The development of prophylactic drugs against viral infection is a paramount element of epidemic control, specially in the time before a vaccine can be readily available. Similar strategies have been followed in the past in response to threats of this nature (4,5). This work’s relevance is limited by the absence of relevant animal models of SARS-CoV-2 infection. Further pharmacological analyses would also be necessary to ensure the safety of EK1C4 in animal models before a potential safety analysis in human subjects.

1. Heald-Sargent T, Gallagher T. Ready, set, fuse! the coronavirus spike protein and acquisition of fusion competence. Vol. 4, Viruses. Multidisciplinary Digital Publishing Institute (MDPI); 2012. p. 557–80.

2. Xia S, Yan L, Xu W, Agrawal AS, Algaissi A, Tseng CTK, et al. A pan-coronavirus fusion inhibitor targeting the HR1 domain of human coronavirus spike. Sci Adv. 2019 Apr 1;5(4):eaav4580.

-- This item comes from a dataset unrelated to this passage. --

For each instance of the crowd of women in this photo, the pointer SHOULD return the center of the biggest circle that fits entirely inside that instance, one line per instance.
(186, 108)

3. Follis KE, York J, Nunberg JH. Furin cleavage of the SARS coronavirus spike glycoprotein enhances cell-cell fusion but does not affect virion entry. Virology. 2006 Jul 5;350(2):358–69.

4. Jones JC, Turpin EA, Bultmann H, Brandt CR, Schultz-Cherry S. Inhibition of Influenza Virus Infection by a Novel Antiviral Peptide That Targets Viral Attachment to Cells. J Virol. 2006 Dec 15;80(24):11960–7.

5. Ahmed A, Siman-Tov G, Hall G, Bhalla N, Narayanan A. Human antimicrobial peptides as therapeutics for viral infections. Vol. 11, Viruses. MDPI AG; 2019.